Printing Without Supports!

If print supports have ever caused you grief, know that there’s an alternate printing method in the works. First: get yourself a vat of industrial gel in which to print.

Rapid Liquid Printing(RLP) is being developed in collaboration by Michigan-based company [Steelcase] and [Skylar Tibbits’] Self Assembly Lab at MIT. RLP is touting advantages over traditional 3D printing technology such as reduced print times, a higher quality print, and enabling larger scale prints — all without supports!

Working with rubber, plastic, or foam, the printing material is injected by nozzle into a basin of industrial gel. That gel suspends the print throughout the process without bonding to it and the finished product is simply lifted out of the gel and rinsed off. Shown off at the Design Miami event earlier this month, onlookers could pick up finished lampshades and tote bags after mere minutes.

Now, this could lead to an entirely different set of extrusion issues — but only minutes later at most. The same can be said for another MIT project that continues to push what more conventional 3D printers are capable of.

[Via /r/EngineeringPorn]

19 thoughts on “Printing Without Supports!

      1. Why? I don’t think this is a heat fusing method. I think the hardening is a chemical reaction that can take place without air (gel will displace the air). The bonding strength will be dictated by how well the liquid plastic will bond to itself.

  1. Great project that has a very interesting concept, have just one quibble.
    “a higher quality print” It looks like the nozzle produces about a centimeter wide path hardly high resolution.

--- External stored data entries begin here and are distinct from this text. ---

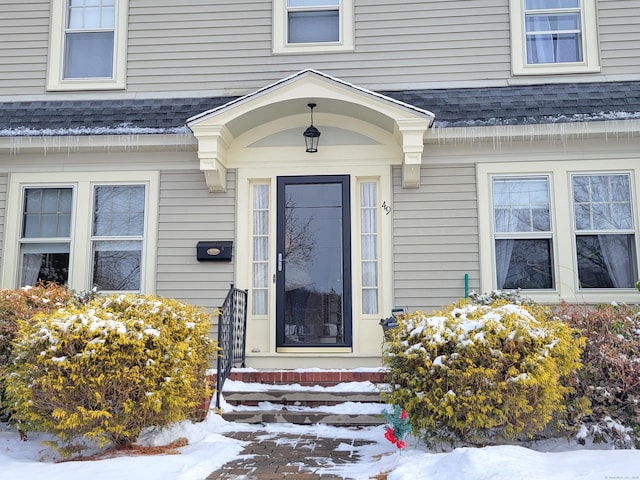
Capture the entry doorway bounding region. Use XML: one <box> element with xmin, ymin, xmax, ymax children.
<box><xmin>275</xmin><ymin>175</ymin><xmax>352</xmax><ymax>347</ymax></box>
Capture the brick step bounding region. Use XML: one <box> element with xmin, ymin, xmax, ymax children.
<box><xmin>210</xmin><ymin>368</ymin><xmax>387</xmax><ymax>388</ymax></box>
<box><xmin>222</xmin><ymin>390</ymin><xmax>383</xmax><ymax>407</ymax></box>
<box><xmin>220</xmin><ymin>409</ymin><xmax>386</xmax><ymax>426</ymax></box>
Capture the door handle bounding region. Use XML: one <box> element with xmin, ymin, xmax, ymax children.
<box><xmin>278</xmin><ymin>252</ymin><xmax>283</xmax><ymax>272</ymax></box>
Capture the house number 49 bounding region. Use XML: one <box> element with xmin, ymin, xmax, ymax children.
<box><xmin>381</xmin><ymin>202</ymin><xmax>391</xmax><ymax>215</ymax></box>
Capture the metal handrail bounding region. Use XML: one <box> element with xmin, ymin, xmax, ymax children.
<box><xmin>215</xmin><ymin>284</ymin><xmax>248</xmax><ymax>409</ymax></box>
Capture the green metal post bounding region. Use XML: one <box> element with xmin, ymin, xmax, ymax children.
<box><xmin>464</xmin><ymin>273</ymin><xmax>469</xmax><ymax>298</ymax></box>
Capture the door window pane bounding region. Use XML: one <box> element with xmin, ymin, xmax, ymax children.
<box><xmin>360</xmin><ymin>182</ymin><xmax>378</xmax><ymax>315</ymax></box>
<box><xmin>281</xmin><ymin>180</ymin><xmax>348</xmax><ymax>346</ymax></box>
<box><xmin>252</xmin><ymin>184</ymin><xmax>270</xmax><ymax>315</ymax></box>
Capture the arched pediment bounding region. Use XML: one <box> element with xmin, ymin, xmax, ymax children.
<box><xmin>187</xmin><ymin>69</ymin><xmax>434</xmax><ymax>192</ymax></box>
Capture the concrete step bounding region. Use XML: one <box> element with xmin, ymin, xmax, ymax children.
<box><xmin>220</xmin><ymin>409</ymin><xmax>386</xmax><ymax>426</ymax></box>
<box><xmin>216</xmin><ymin>369</ymin><xmax>389</xmax><ymax>426</ymax></box>
<box><xmin>222</xmin><ymin>390</ymin><xmax>383</xmax><ymax>407</ymax></box>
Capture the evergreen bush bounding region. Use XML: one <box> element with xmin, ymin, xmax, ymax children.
<box><xmin>4</xmin><ymin>293</ymin><xmax>217</xmax><ymax>455</ymax></box>
<box><xmin>554</xmin><ymin>301</ymin><xmax>640</xmax><ymax>448</ymax></box>
<box><xmin>0</xmin><ymin>284</ymin><xmax>91</xmax><ymax>420</ymax></box>
<box><xmin>382</xmin><ymin>296</ymin><xmax>584</xmax><ymax>448</ymax></box>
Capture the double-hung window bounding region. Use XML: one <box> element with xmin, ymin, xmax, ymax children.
<box><xmin>4</xmin><ymin>172</ymin><xmax>158</xmax><ymax>293</ymax></box>
<box><xmin>47</xmin><ymin>0</ymin><xmax>128</xmax><ymax>90</ymax></box>
<box><xmin>273</xmin><ymin>0</ymin><xmax>354</xmax><ymax>53</ymax></box>
<box><xmin>509</xmin><ymin>0</ymin><xmax>600</xmax><ymax>75</ymax></box>
<box><xmin>572</xmin><ymin>174</ymin><xmax>637</xmax><ymax>289</ymax></box>
<box><xmin>479</xmin><ymin>161</ymin><xmax>640</xmax><ymax>304</ymax></box>
<box><xmin>19</xmin><ymin>188</ymin><xmax>73</xmax><ymax>287</ymax></box>
<box><xmin>91</xmin><ymin>185</ymin><xmax>145</xmax><ymax>291</ymax></box>
<box><xmin>491</xmin><ymin>176</ymin><xmax>554</xmax><ymax>290</ymax></box>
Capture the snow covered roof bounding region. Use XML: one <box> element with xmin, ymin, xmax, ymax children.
<box><xmin>0</xmin><ymin>81</ymin><xmax>638</xmax><ymax>137</ymax></box>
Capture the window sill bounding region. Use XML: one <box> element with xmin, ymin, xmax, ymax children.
<box><xmin>46</xmin><ymin>79</ymin><xmax>126</xmax><ymax>92</ymax></box>
<box><xmin>512</xmin><ymin>63</ymin><xmax>601</xmax><ymax>76</ymax></box>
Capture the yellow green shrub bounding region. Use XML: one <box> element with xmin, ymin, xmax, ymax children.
<box><xmin>0</xmin><ymin>283</ymin><xmax>91</xmax><ymax>420</ymax></box>
<box><xmin>382</xmin><ymin>297</ymin><xmax>585</xmax><ymax>447</ymax></box>
<box><xmin>5</xmin><ymin>293</ymin><xmax>217</xmax><ymax>455</ymax></box>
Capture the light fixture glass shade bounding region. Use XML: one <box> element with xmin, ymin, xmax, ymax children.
<box><xmin>303</xmin><ymin>125</ymin><xmax>321</xmax><ymax>153</ymax></box>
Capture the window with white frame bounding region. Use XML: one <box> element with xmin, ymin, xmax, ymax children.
<box><xmin>252</xmin><ymin>184</ymin><xmax>270</xmax><ymax>315</ymax></box>
<box><xmin>273</xmin><ymin>0</ymin><xmax>354</xmax><ymax>53</ymax></box>
<box><xmin>19</xmin><ymin>187</ymin><xmax>73</xmax><ymax>287</ymax></box>
<box><xmin>491</xmin><ymin>176</ymin><xmax>554</xmax><ymax>289</ymax></box>
<box><xmin>509</xmin><ymin>0</ymin><xmax>600</xmax><ymax>75</ymax></box>
<box><xmin>479</xmin><ymin>161</ymin><xmax>640</xmax><ymax>304</ymax></box>
<box><xmin>360</xmin><ymin>182</ymin><xmax>379</xmax><ymax>315</ymax></box>
<box><xmin>47</xmin><ymin>0</ymin><xmax>128</xmax><ymax>90</ymax></box>
<box><xmin>572</xmin><ymin>174</ymin><xmax>637</xmax><ymax>289</ymax></box>
<box><xmin>91</xmin><ymin>185</ymin><xmax>145</xmax><ymax>291</ymax></box>
<box><xmin>4</xmin><ymin>172</ymin><xmax>157</xmax><ymax>292</ymax></box>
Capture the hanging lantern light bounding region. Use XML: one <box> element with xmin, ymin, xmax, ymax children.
<box><xmin>303</xmin><ymin>103</ymin><xmax>321</xmax><ymax>153</ymax></box>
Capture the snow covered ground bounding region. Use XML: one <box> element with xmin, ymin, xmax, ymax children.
<box><xmin>1</xmin><ymin>384</ymin><xmax>639</xmax><ymax>480</ymax></box>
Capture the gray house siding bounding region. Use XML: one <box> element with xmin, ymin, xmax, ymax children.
<box><xmin>1</xmin><ymin>1</ymin><xmax>639</xmax><ymax>97</ymax></box>
<box><xmin>155</xmin><ymin>168</ymin><xmax>236</xmax><ymax>314</ymax></box>
<box><xmin>599</xmin><ymin>0</ymin><xmax>640</xmax><ymax>75</ymax></box>
<box><xmin>0</xmin><ymin>1</ymin><xmax>49</xmax><ymax>95</ymax></box>
<box><xmin>392</xmin><ymin>164</ymin><xmax>480</xmax><ymax>313</ymax></box>
<box><xmin>0</xmin><ymin>174</ymin><xmax>6</xmax><ymax>266</ymax></box>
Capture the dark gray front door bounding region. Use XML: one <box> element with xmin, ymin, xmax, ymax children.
<box><xmin>276</xmin><ymin>175</ymin><xmax>352</xmax><ymax>347</ymax></box>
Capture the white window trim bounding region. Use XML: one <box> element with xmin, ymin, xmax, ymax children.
<box><xmin>478</xmin><ymin>160</ymin><xmax>640</xmax><ymax>305</ymax></box>
<box><xmin>272</xmin><ymin>0</ymin><xmax>354</xmax><ymax>54</ymax></box>
<box><xmin>509</xmin><ymin>0</ymin><xmax>600</xmax><ymax>76</ymax></box>
<box><xmin>47</xmin><ymin>0</ymin><xmax>128</xmax><ymax>91</ymax></box>
<box><xmin>2</xmin><ymin>171</ymin><xmax>158</xmax><ymax>292</ymax></box>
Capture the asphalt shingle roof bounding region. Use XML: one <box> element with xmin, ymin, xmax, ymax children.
<box><xmin>1</xmin><ymin>81</ymin><xmax>638</xmax><ymax>136</ymax></box>
<box><xmin>381</xmin><ymin>80</ymin><xmax>640</xmax><ymax>127</ymax></box>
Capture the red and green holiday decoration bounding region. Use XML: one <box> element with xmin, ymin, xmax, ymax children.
<box><xmin>382</xmin><ymin>405</ymin><xmax>411</xmax><ymax>449</ymax></box>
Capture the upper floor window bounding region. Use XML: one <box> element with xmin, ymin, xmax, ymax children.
<box><xmin>288</xmin><ymin>0</ymin><xmax>339</xmax><ymax>43</ymax></box>
<box><xmin>509</xmin><ymin>0</ymin><xmax>600</xmax><ymax>75</ymax></box>
<box><xmin>273</xmin><ymin>0</ymin><xmax>354</xmax><ymax>54</ymax></box>
<box><xmin>65</xmin><ymin>0</ymin><xmax>116</xmax><ymax>79</ymax></box>
<box><xmin>47</xmin><ymin>0</ymin><xmax>128</xmax><ymax>91</ymax></box>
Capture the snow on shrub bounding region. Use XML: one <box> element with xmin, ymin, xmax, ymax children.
<box><xmin>554</xmin><ymin>301</ymin><xmax>640</xmax><ymax>448</ymax></box>
<box><xmin>0</xmin><ymin>284</ymin><xmax>93</xmax><ymax>420</ymax></box>
<box><xmin>382</xmin><ymin>297</ymin><xmax>584</xmax><ymax>448</ymax></box>
<box><xmin>4</xmin><ymin>293</ymin><xmax>217</xmax><ymax>455</ymax></box>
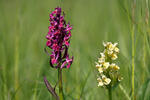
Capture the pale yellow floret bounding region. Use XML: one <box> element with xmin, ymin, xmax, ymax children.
<box><xmin>113</xmin><ymin>65</ymin><xmax>120</xmax><ymax>70</ymax></box>
<box><xmin>98</xmin><ymin>57</ymin><xmax>105</xmax><ymax>64</ymax></box>
<box><xmin>114</xmin><ymin>47</ymin><xmax>119</xmax><ymax>53</ymax></box>
<box><xmin>102</xmin><ymin>75</ymin><xmax>111</xmax><ymax>85</ymax></box>
<box><xmin>111</xmin><ymin>53</ymin><xmax>118</xmax><ymax>60</ymax></box>
<box><xmin>104</xmin><ymin>78</ymin><xmax>111</xmax><ymax>85</ymax></box>
<box><xmin>95</xmin><ymin>62</ymin><xmax>101</xmax><ymax>68</ymax></box>
<box><xmin>110</xmin><ymin>63</ymin><xmax>120</xmax><ymax>70</ymax></box>
<box><xmin>98</xmin><ymin>67</ymin><xmax>103</xmax><ymax>73</ymax></box>
<box><xmin>108</xmin><ymin>43</ymin><xmax>114</xmax><ymax>51</ymax></box>
<box><xmin>103</xmin><ymin>62</ymin><xmax>110</xmax><ymax>69</ymax></box>
<box><xmin>97</xmin><ymin>78</ymin><xmax>104</xmax><ymax>86</ymax></box>
<box><xmin>110</xmin><ymin>63</ymin><xmax>115</xmax><ymax>68</ymax></box>
<box><xmin>103</xmin><ymin>42</ymin><xmax>111</xmax><ymax>48</ymax></box>
<box><xmin>103</xmin><ymin>42</ymin><xmax>118</xmax><ymax>48</ymax></box>
<box><xmin>96</xmin><ymin>62</ymin><xmax>103</xmax><ymax>73</ymax></box>
<box><xmin>107</xmin><ymin>50</ymin><xmax>113</xmax><ymax>55</ymax></box>
<box><xmin>113</xmin><ymin>42</ymin><xmax>118</xmax><ymax>47</ymax></box>
<box><xmin>100</xmin><ymin>53</ymin><xmax>105</xmax><ymax>58</ymax></box>
<box><xmin>101</xmin><ymin>75</ymin><xmax>106</xmax><ymax>80</ymax></box>
<box><xmin>103</xmin><ymin>42</ymin><xmax>107</xmax><ymax>47</ymax></box>
<box><xmin>107</xmin><ymin>42</ymin><xmax>118</xmax><ymax>50</ymax></box>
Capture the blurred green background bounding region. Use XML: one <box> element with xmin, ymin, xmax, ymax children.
<box><xmin>0</xmin><ymin>0</ymin><xmax>150</xmax><ymax>100</ymax></box>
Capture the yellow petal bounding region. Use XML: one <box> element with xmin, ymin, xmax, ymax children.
<box><xmin>114</xmin><ymin>47</ymin><xmax>119</xmax><ymax>53</ymax></box>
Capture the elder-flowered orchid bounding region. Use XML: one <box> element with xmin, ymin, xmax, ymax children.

  2. Not quite sure about the reduced print time, maybe on objects formed of thick lines suspended in air. But if you were to do it layer by layer at very fine detail like an FDM it would take just as long.
    It’s still very early days, maybe it could work someday with a lot of fine tuning, but now it’s just another gimmick to get money off investers who have no idea.

  3. I don’t know that this is really adaptable to high resolution prints, but considering there’s already demand for FDM printers with 1 mm (or larger) nozzles, obviously big and low res has a market.

  4. If the. Density of the plastic is less than that of the gel, the part will rise to the surface. Also, I can’t see how this technique can be both rapid and high resolution as the wake left by the print nozzle will likely distort the print.